Information judiciaire. Ces structures très rodées flirtent avec l’exercice illégal de la profession d’avocat. La CFDT de Meurthe-et-Moselle peut en témoigner. Perquisitions, gardes à vue… Le syndicat a vécu une année 2010 bien agitée, débouchant sur l’ouverture d’une information judiciaire. Des salariés défendus par le syndicat affirment avoir été forcés de rétrocéder une partie de leurs gains. « C’est faux ! On faisait du cas par cas. Parfois, on ne demandait rien, d’autres fois l’article 700 ou un pourcentage, de l’ordre de 5 %. On essayait juste d’équilibrer les comptes de notre service juridique. Cette transparence est à l’origine de nos ennuis mais, au final, elle nous sauvera », confie Denis Hassler, le secrétaire général. Des pratiques révolues. Depuis l’an dernier, les quatre UD de Lorraine ont régionalisé leurs services juridiques, à l’instar de ceux de Basse-Normandie. Entre amateurisme et professionnalisme, la voie est étroite pour les syndicats…

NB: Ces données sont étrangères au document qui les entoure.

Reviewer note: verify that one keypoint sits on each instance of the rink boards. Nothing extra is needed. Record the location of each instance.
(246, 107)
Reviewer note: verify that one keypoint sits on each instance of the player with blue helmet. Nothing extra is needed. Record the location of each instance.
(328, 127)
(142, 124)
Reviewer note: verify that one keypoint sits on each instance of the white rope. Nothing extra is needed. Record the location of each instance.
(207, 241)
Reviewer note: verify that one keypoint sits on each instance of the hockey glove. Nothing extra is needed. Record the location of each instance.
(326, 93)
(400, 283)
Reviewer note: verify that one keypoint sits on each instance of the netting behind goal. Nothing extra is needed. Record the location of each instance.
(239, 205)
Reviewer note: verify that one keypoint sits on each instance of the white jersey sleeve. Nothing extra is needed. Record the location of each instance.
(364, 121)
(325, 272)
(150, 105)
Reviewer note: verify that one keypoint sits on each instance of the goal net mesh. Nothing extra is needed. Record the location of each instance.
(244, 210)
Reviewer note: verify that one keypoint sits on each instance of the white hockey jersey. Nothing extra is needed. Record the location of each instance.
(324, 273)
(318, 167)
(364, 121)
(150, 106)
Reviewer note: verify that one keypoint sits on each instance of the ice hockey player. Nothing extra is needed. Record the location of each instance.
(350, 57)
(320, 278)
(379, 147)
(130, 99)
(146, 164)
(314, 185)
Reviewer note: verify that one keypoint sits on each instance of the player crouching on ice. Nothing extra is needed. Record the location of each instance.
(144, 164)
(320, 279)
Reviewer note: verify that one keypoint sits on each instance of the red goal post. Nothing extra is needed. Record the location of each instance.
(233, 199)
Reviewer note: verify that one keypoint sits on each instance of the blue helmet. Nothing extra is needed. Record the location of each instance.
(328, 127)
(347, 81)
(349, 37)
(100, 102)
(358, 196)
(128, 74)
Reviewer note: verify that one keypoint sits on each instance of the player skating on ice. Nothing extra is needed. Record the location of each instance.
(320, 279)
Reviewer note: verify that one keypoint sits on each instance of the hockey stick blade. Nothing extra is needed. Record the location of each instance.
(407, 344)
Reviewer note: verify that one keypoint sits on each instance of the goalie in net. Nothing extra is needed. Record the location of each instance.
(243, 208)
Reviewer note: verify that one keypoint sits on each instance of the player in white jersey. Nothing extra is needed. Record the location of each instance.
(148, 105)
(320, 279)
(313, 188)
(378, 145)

Les pratiques controversées de l’UL CGT de Chatou

Décatis, les locaux de l’union locale CGT de Chatou (Yvelines) abritent pourtant une machine de guerre. Son credo ? Le combat juridique. « Dans la CGT, beaucoup ne jurent que par le rapport de force. À tort. Le CNE, c’est nous qui l’avons fait tomber. Devant les tribunaux », plaide Alain Hinot, le secrétaire du secteur juridique. Le syndicat a développé une activité florissante. Et pas seulement sur son microterritoire. Ses délégués, aguerris, plaident devant les juridictions de tout l’Hexagone. Mais pas à l’œil. Par convention, les salariés s’engagent à adhérer, s’acquitter de frais de dossier (le tiers d’un salaire, avec un plancher de 550 euros), reverser l’article 700 (frais de dossier déduits) et 10 à 15 % de leurs gains, salaires inclus. « Ça, c’est la théorie. En pratique, la moitié ne paie presque rien au départ. On ne cherche pas à prendre le maximum de dossiers mais à faire avancer le droit », assure Alain Hinot. Des pratiques qui ulcèrent néanmoins la confédération qui, via son UD, cherche en vain à dissoudre la structure. « Elle utilise le sigle CGT pour faire du business, pas du syndicalisme », peste-t-on à Montreuil. L’UL gère plusieurs centaines de dossiers par an. Sans compter ceux pris en charge par les trois avocats qui y tiennent permanence. Les salariés sont envoyés par des syndicats, recrutés par le bouche-à-oreille ou via la liste préfectorale des conseillers du salarié des Yvelines. Y figure un curieux « syndicat Veolia Transport », dont les 25 membres ont tous comme téléphone fixe celui de… l’UL ! Le fonctionnement du syndicat interroge aussi. Ses statuts font la part belle au secteur juridique qui « administre de façon autonome ses ressources et ses besoins ». Et à son tout-puissant secrétaire. Seul salarié de l’UL, il lui revient, avec le méconnu secrétaire général, Claude Sauvanet, de désigner les défenseurs prud’homaux, à ce titre « défrayés sur justificatifs (ou au forfait) ». Deux associations jumelles visant à « mettre en œuvre un statut adapté à la fonction de défenseur prud’homal et/ou de juriste syndical » gravitent aussi autour de l’UL. La première, Secteur prudis UL Chatou, a son siège au domicile d’Alain Hinot. La seconde, Sysag, est présidée par Afaf El Amrani, sa compagne. « Elles servent à salarier six ou sept personnes, dont deux stagiaires », assure l’intéressé.